GREFFIER : Valérie DOIZE
COMPOSITION DE LA COUR LORS DU DÉLIBÉRÉ
Philippe LABREGERE
: MAGISTRAT HONORAIRE
Pierre NOUBEL
: PRÉSIDENT DE CHAMBRE
Muriel LE BELLEC
: CONSEILLER
ARRÊT : Contradictoire
prononcé par sa mise à disposition au greffe le 28 Juin 2024,
les parties présentes en ayant été préalablement avisées dans les conditions prévues à l'article 450 du code de procédure civile, signé par Philippe LABREGERE, magistrat honoraire exerçant des fonctions juridictionnelles et par Annie LESIEUR, greffier auquel la minute de la décision a été remise par le magistrat signataire.
ORDONNANCE DE CLÔTURE : rendue le 16 Avril 2024
EXPOSE DES FAITS
[W] [N] a été recrutée par contrat de professionnalisation à durée déterminée du 3 octobre 2016 au 2 juin 2017 par la société OLIBE exerçant son activité sous l'enseigne E. Leclerc puis a été embauchée par contrat de travail à durée indéterminée à compter du 10 juin 2017 en qualité d'hôtesse de caisse, catégorie employé niveau 2 de la convention collective du commerce de détail et de gros à prédominance alimentaire, moyennant une rémunération de 1184,18 euros bruts pour 28 heures par semaine, soit 121h33 mensuelles. Par avenant du 1er mars 2020, son horaire de travail a été fixé à 30 heures par semaine, soit 130 heures mensuelles.
La salariée a fait l'objet d'un arrêt de travail continu du 9 juillet au 10 octobre 2020. Elle a été convoquée par courrier du 20 juillet 2020 pour un entretien au 29 juillet 2020, puis, par courrier délivré par exploit d'huissier en date du 23 juillet 2020 à un entretien fixé au 31 juillet 2020, par courrier du 28 juillet 2020 à un entretien préalable le 6 août 2020 et enfin par courrier du 11 août 2020 pour un entretien préalable au 25 août 2020. L'entretien n'ayant pas eu lieu en raison de l'absence de la salariée, son licenciement pour faute grave lui a été notifié par lettre recommandée avec accusé de réception en date du 8 septembre 2020.
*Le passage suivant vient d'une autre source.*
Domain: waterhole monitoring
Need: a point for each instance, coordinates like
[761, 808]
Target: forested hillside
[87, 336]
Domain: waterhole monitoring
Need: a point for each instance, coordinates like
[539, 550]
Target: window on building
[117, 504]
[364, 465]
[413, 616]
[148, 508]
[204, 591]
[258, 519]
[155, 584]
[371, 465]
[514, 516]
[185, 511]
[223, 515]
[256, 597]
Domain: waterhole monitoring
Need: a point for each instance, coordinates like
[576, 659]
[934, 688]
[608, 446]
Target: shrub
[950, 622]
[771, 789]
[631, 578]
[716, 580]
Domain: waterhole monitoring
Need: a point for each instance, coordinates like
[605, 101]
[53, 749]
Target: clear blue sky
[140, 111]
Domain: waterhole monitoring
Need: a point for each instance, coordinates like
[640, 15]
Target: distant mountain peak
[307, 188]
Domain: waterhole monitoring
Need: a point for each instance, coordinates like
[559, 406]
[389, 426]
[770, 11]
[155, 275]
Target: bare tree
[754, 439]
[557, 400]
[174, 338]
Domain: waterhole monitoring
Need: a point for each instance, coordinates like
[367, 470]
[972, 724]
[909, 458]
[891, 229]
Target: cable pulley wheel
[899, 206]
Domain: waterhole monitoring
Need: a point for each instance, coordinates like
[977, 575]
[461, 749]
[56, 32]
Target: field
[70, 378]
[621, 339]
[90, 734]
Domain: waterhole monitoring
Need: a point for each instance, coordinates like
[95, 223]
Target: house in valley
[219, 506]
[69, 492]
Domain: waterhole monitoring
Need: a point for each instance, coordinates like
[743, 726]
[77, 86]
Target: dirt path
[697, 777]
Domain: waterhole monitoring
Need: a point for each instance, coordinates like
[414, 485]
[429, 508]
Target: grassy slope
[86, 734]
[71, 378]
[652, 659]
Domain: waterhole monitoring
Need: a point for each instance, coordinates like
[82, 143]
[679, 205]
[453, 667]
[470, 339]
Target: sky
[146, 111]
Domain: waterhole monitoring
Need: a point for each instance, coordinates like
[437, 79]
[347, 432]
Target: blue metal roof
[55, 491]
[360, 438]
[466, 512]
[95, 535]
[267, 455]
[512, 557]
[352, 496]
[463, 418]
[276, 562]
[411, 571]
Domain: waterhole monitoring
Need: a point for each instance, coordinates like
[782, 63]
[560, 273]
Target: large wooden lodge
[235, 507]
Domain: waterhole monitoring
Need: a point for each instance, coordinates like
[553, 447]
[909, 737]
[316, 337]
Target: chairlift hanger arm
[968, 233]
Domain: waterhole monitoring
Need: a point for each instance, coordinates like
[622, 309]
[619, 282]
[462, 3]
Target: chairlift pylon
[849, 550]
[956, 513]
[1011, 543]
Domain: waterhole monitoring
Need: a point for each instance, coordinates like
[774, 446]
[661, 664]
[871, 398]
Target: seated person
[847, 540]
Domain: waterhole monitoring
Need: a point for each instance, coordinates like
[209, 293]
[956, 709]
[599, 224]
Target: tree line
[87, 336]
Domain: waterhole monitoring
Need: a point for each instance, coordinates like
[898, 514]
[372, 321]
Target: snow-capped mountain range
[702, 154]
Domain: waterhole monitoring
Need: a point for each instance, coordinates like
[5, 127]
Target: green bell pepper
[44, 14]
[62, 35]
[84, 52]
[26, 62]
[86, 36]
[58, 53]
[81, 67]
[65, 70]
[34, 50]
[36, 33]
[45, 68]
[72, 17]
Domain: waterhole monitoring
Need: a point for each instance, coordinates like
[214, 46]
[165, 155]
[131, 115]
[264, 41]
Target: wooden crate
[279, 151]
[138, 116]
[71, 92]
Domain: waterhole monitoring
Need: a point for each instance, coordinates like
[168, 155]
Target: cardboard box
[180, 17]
Les motifs du licenciement tels qu'énoncés dans la lettre sont des erreurs de caisse, un défaut de respect des procédures en vigueur et des propos irrespectueux envers la direction.
Par requête reçue le 15 février 2021, [W] [N] a saisi le conseil de prud'hommes de Lille afin de faire constater l'irrégularité et l'illégitimité de son licenciement et d'obtenir le versement d'indemnités de rupture et de dommages et intérêts.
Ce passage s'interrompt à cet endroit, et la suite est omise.